Bug #43156 Incorrectly handled node-recovery during system restart, can lead to failure
Submitted: 24 Feb 2009 16:45 Modified: 16 Apr 2009 17:01
Reporter: Andrew Hutchings Email Updates:
Status: Closed Impact on me:
None 
Category:MySQL Cluster: Cluster (NDB) storage engine Severity:S3 (Non-critical)
Version:* OS:Any
Assigned to: Jonas Oreland CPU Architecture:Any

[24 Feb 2009 16:45] Andrew Hutchings
Description:
It appears to be triggered by:

void
Dbacc::accIsLockedLab(Signal* signal, OperationrecPtr lockOwnerPtr)
{
  ndbrequire(csystemRestart == ZFALSE);

How to repeat:
Traffic whilst node starting (have not been able to repeat)

Suggested fix:
[25 Feb 2009 20:20] Andrew Hutchings
Error was actually due to another problem, the message was just part of the fallout.  This bug report is bogus.
[4 Mar 2009 21:02] Jonathan Miller
Hi,

We had a DN crash twice with this same error report. We need to catch this crash and produce a more meaningful error message that can help customers/support resolve whatever is causing this.

/Jeb
[9 Mar 2009 14:05] Jonas Oreland
I can (with some problem) reproduce this.
The situation occurs if getting node-restart during system-restart.
I.e in the system restart, one node doesnt not have sufficient REDO
    and is started using NR code.
Then this ACC variable is not updated correctly.
[16 Apr 2009 12:34] Bugs System
A patch for this bug has been committed. After review, it may
be pushed to the relevant source trees for release in the next
version. You can access the patch from:

  http://lists.mysql.com/commits/72284

2910 Jonas Oreland	2009-04-16
      ndb - bug#43156
        Remove variable in ACC that was not properly maintained
        (in case of node-recovery during SR)
        The test program "testSystemRestart -n to" is changed (only in 6.3)
        to verify this bug/fix
[16 Apr 2009 12:57] Bugs System
A patch for this bug has been committed. After review, it may
be pushed to the relevant source trees for release in the next
version.

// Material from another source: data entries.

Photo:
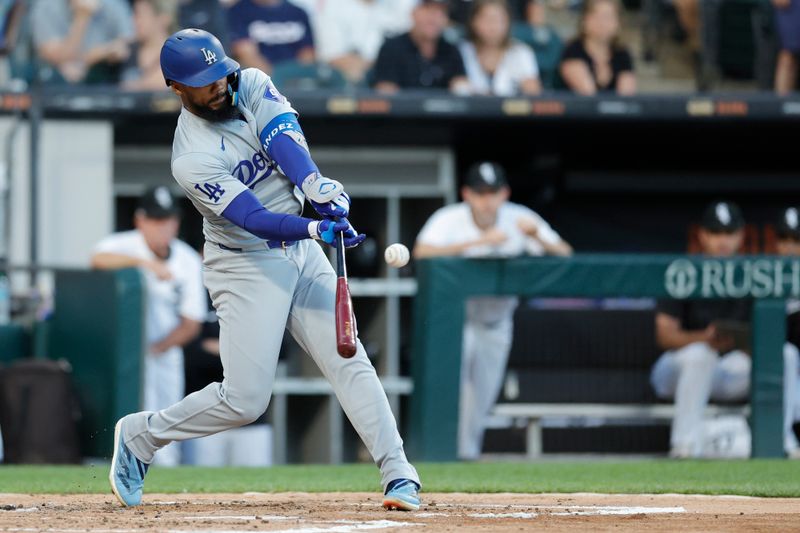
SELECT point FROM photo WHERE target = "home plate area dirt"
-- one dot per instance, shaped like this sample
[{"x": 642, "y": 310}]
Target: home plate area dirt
[{"x": 345, "y": 512}]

You can access the patch from:

  http://lists.mysql.com/commits/72289

2941 Jonas Oreland	2009-04-16
      ndb - bug#43156 - modify testSystemRestart -n to, to test bug/fix
[16 Apr 2009 13:07] Bugs System
Pushed into 5.1.32-ndb-7.0.6 (revid:jonas@mysql.com-20090416130342-ztzdb072wg43p9ne) (version source revid:jonas@mysql.com-20090416130342-ztzdb072wg43p9ne) (merge vers: 5.1.32-ndb-7.0.6) (pib:6)
[16 Apr 2009 13:07] Bugs System
Pushed into 5.1.32-ndb-6.2.18 (revid:jonas@mysql.com-20090416123231-jrgi5tefen616px3) (version source revid:jonas@mysql.com-20090416123231-jrgi5tefen616px3) (merge vers: 5.1.32-ndb-6.2.18) (pib:6)
[16 Apr 2009 13:08] Bugs System
Pushed into 5.1.32-ndb-6.3.25 (revid:jonas@mysql.com-20090416125715-1d8d101i32os2a0a) (version source revid:jonas@mysql.com-20090416125715-1d8d101i32os2a0a) (merge vers: 5.1.32-ndb-6.3.25) (pib:6)
[16 Apr 2009 17:01] Jon Stephens
Documented bugfix in the NDB-6.2.18, 6.3.25, and 7.0.6 changelogs as follows:

        In some cases, data node restarts during a system restart could 
        fail due to insufficient redo log space.